Many a husband and wife in the heat of an argument have blurted out, "You never do this!" or "You always do that!" Both are wrong since it's simply not true that a person always, without fail, makes the same mistake in all settings. If it were true, how would you prove it?

Avoid the accusations of "you always" or "you never." They are not accurate, and your mate will not accept them. He or she will only dig in and resist.

10. Focus on strengths, not weaknesses

Men and women are designed differently, and for good reason. God says that a man and woman should leave their parents and become one with each other. A husband needs his wife for many reasons, and a wife needs her husband for many reasons—one of which is to complement the other. God designed the male and female to become one, and as one to be twice as effective in this life (Ecclesiastes 4:9-12).

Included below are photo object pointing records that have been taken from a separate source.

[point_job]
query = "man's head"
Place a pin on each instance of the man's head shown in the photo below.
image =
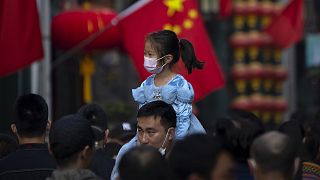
(97, 119)
(273, 152)
(156, 124)
(71, 142)
(238, 130)
(200, 157)
(122, 133)
(31, 116)
(143, 163)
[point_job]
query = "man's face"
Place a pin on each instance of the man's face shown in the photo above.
(151, 132)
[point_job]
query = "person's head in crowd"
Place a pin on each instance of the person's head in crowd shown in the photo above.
(112, 149)
(156, 125)
(30, 119)
(238, 130)
(143, 163)
(72, 142)
(122, 133)
(200, 157)
(98, 121)
(273, 156)
(8, 144)
(311, 142)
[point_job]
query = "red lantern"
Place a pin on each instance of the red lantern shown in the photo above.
(72, 27)
(241, 102)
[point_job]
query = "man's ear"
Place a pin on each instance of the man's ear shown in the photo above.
(106, 136)
(296, 165)
(171, 133)
(168, 59)
(14, 129)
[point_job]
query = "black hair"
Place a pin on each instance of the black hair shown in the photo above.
(161, 109)
(238, 130)
(275, 152)
(166, 42)
(68, 136)
(143, 163)
(311, 141)
(197, 153)
(31, 115)
(112, 149)
(97, 118)
(8, 144)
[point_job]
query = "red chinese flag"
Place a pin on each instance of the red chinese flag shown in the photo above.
(225, 8)
(183, 17)
(287, 27)
(20, 37)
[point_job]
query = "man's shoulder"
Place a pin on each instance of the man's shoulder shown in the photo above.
(27, 159)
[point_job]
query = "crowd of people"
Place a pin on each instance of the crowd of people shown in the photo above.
(165, 142)
(80, 146)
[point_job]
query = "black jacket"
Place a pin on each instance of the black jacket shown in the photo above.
(30, 161)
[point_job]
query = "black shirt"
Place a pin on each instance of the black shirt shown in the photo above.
(30, 161)
(102, 164)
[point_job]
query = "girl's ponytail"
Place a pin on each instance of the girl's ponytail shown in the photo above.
(188, 56)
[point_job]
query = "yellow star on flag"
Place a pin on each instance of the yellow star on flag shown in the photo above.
(173, 6)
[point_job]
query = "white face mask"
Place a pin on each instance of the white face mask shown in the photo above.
(162, 149)
(150, 64)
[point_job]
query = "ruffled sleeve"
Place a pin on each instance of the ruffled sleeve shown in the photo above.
(185, 92)
(139, 94)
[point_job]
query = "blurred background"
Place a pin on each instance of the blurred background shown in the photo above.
(272, 79)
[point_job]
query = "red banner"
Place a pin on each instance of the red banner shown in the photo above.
(184, 18)
(20, 36)
(287, 27)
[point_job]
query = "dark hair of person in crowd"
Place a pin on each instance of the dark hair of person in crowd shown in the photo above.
(31, 115)
(143, 163)
(196, 156)
(112, 149)
(8, 144)
(97, 118)
(238, 130)
(166, 42)
(68, 136)
(159, 109)
(311, 142)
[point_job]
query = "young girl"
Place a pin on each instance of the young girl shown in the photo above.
(161, 52)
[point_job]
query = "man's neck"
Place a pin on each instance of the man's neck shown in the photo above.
(33, 140)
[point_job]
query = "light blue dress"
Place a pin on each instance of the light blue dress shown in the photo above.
(179, 93)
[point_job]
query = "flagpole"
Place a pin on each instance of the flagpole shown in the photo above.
(78, 47)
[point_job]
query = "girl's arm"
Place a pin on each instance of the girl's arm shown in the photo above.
(183, 103)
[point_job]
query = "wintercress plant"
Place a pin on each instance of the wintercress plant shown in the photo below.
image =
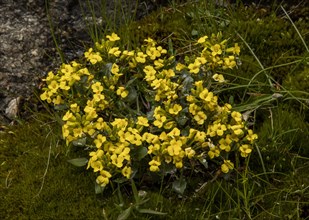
(144, 105)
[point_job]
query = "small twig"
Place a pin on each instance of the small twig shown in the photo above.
(7, 181)
(45, 173)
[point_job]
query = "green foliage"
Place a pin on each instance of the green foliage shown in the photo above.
(141, 106)
(270, 89)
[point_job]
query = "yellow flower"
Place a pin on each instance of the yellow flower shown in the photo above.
(154, 165)
(159, 121)
(174, 133)
(77, 132)
(237, 116)
(216, 50)
(121, 91)
(140, 57)
(126, 172)
(251, 136)
(218, 78)
(227, 166)
(229, 62)
(68, 116)
(113, 37)
(202, 40)
(103, 179)
(92, 56)
(175, 109)
(245, 150)
(115, 51)
(142, 121)
(194, 67)
(97, 87)
(115, 70)
(200, 117)
(153, 53)
(180, 66)
(53, 86)
(150, 73)
(46, 96)
(158, 63)
(189, 152)
(100, 139)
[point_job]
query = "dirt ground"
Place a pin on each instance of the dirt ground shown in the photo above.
(27, 50)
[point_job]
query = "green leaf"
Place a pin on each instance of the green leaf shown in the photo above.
(79, 162)
(182, 120)
(204, 162)
(179, 186)
(80, 142)
(194, 32)
(131, 96)
(125, 214)
(61, 107)
(149, 211)
(141, 153)
(98, 189)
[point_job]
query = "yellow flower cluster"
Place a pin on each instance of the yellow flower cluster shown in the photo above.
(184, 119)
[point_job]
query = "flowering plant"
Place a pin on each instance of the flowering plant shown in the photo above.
(128, 106)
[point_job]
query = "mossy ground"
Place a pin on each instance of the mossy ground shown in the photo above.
(37, 182)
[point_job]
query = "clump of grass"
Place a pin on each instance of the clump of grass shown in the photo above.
(273, 184)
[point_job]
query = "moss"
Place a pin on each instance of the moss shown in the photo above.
(66, 192)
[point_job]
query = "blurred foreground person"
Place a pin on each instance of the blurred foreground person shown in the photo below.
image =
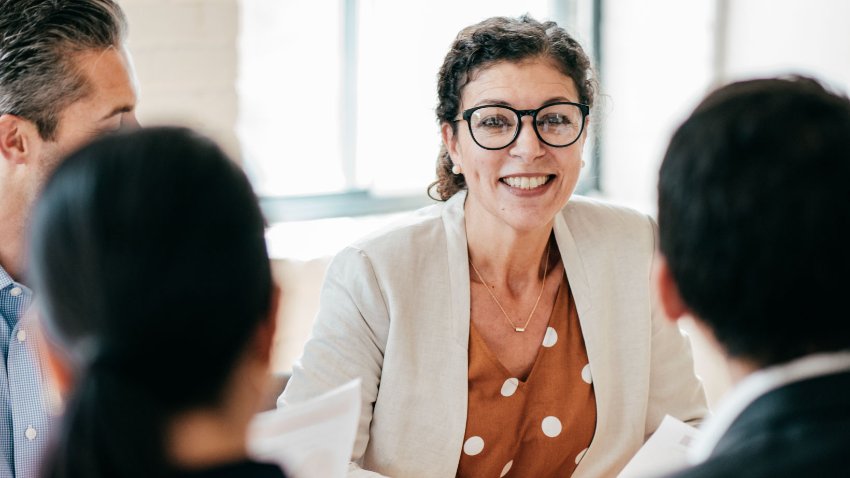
(754, 214)
(157, 307)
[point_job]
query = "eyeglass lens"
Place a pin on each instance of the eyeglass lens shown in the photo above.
(496, 127)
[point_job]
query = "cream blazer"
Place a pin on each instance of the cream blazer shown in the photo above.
(394, 311)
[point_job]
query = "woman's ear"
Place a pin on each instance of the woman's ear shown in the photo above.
(450, 140)
(266, 331)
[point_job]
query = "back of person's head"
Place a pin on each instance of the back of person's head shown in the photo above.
(38, 40)
(148, 251)
(754, 214)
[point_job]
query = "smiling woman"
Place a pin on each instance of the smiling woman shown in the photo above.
(485, 326)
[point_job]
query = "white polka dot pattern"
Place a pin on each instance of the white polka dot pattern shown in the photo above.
(551, 427)
(473, 446)
(585, 374)
(509, 387)
(507, 468)
(551, 337)
(580, 455)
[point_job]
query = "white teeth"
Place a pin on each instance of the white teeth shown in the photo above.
(526, 182)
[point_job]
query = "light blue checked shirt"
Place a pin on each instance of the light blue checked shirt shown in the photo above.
(23, 412)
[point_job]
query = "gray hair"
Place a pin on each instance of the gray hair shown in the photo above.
(38, 41)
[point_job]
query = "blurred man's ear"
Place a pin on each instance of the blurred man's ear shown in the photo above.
(668, 292)
(16, 138)
(59, 371)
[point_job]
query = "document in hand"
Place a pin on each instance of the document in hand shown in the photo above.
(665, 451)
(312, 438)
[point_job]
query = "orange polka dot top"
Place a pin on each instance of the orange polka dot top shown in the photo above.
(538, 427)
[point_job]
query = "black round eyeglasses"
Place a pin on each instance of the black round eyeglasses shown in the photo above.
(497, 126)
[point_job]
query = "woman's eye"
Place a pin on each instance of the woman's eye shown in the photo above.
(495, 122)
(553, 120)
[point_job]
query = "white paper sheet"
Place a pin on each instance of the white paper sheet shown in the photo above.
(310, 439)
(664, 452)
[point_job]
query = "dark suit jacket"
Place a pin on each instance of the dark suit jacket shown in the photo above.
(799, 430)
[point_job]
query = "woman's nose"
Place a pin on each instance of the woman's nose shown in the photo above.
(527, 145)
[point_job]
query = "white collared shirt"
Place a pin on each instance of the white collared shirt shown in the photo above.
(754, 386)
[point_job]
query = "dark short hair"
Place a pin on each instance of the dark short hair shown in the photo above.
(148, 252)
(38, 39)
(501, 39)
(754, 214)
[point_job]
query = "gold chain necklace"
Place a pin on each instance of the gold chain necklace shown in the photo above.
(542, 287)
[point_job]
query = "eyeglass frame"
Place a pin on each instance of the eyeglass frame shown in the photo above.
(467, 113)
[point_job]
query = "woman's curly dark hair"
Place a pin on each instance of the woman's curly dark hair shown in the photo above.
(493, 40)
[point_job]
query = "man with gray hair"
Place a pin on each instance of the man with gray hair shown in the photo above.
(65, 77)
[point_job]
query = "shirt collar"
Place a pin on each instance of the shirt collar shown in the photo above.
(13, 304)
(754, 386)
(5, 279)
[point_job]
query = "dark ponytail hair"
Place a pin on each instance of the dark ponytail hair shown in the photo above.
(148, 251)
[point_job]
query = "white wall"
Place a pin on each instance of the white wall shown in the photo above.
(185, 57)
(768, 37)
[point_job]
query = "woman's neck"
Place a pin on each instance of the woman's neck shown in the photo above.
(505, 256)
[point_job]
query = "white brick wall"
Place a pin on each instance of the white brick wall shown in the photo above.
(186, 62)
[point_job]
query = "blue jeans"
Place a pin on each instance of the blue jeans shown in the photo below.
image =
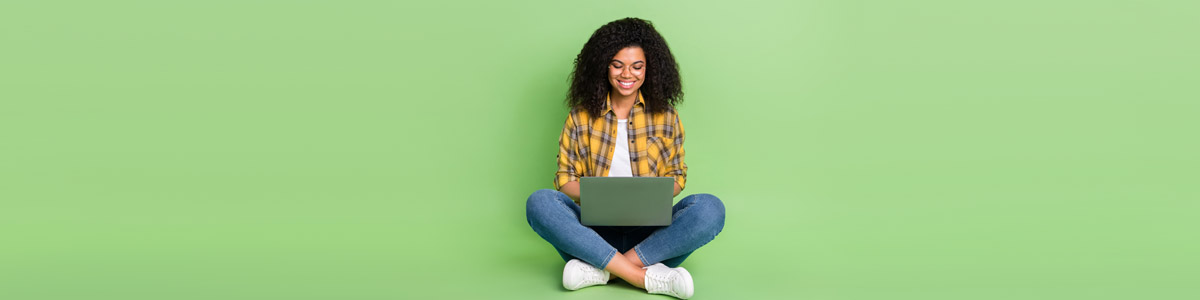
(695, 221)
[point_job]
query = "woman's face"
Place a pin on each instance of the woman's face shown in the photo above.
(627, 71)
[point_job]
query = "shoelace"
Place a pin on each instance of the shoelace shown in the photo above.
(594, 275)
(660, 283)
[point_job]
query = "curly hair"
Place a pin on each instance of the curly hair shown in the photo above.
(661, 88)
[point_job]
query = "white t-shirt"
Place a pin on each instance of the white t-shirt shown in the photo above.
(621, 166)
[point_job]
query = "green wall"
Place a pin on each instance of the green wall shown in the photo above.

A husband and wife should look to each other's strengths, not weaknesses. Someone might complain, "But my mate has so many weaknesses, they hide any strength he may have."

Beauty is in the eye of the beholder. For a spouse to think this way is to remain in the dark about his or her own weaknesses. Look for the strengths in your mate and deal constructively with his or her weaknesses.

The famous American comedian Red Skelton wrote his wife a love letter every day for many years of their marriage. He truly learned that beauty is in the eye of the beholder and looked for that.

God's plan for marriage

Human beings are destined to become children of God. Hebrews 2:10 tells us that God's great plan for us involves "bringing many sons to glory." All human beings have the same opportunity to become the literal children of God. God is and has a family. The Father and Son constitute a family, but there's more to this. In 2 Corinthians 6:18 we are told, "I will be a Father to you, and you shall be My sons and daughters, says the Lord Almighty."

To help us prepare for this wonderful future He has planned for us, God has given us the wonderful gift of marriage and family. A strong, respectful and loving marriage in this life gives us a foretaste of the loving and eternal relationships we will enjoy with the Father, Jesus Christ and the rest of God's spiritual family in the future. And the more we follow His instructions now in this life, the more blessed we will be both now and then.


Don and Karen's knowledge of God's plan for marriage has helped them immeasurably over the many years of their marriage. They've passed their thoughts and experiences on to their children, who in turn apply them in their marriages. They all understand what a great blessing a loving marriage can be.

These are some of the things you should know about and apply in your marriage, as you are able. We hope they will help you to know what to do after you say, "I do."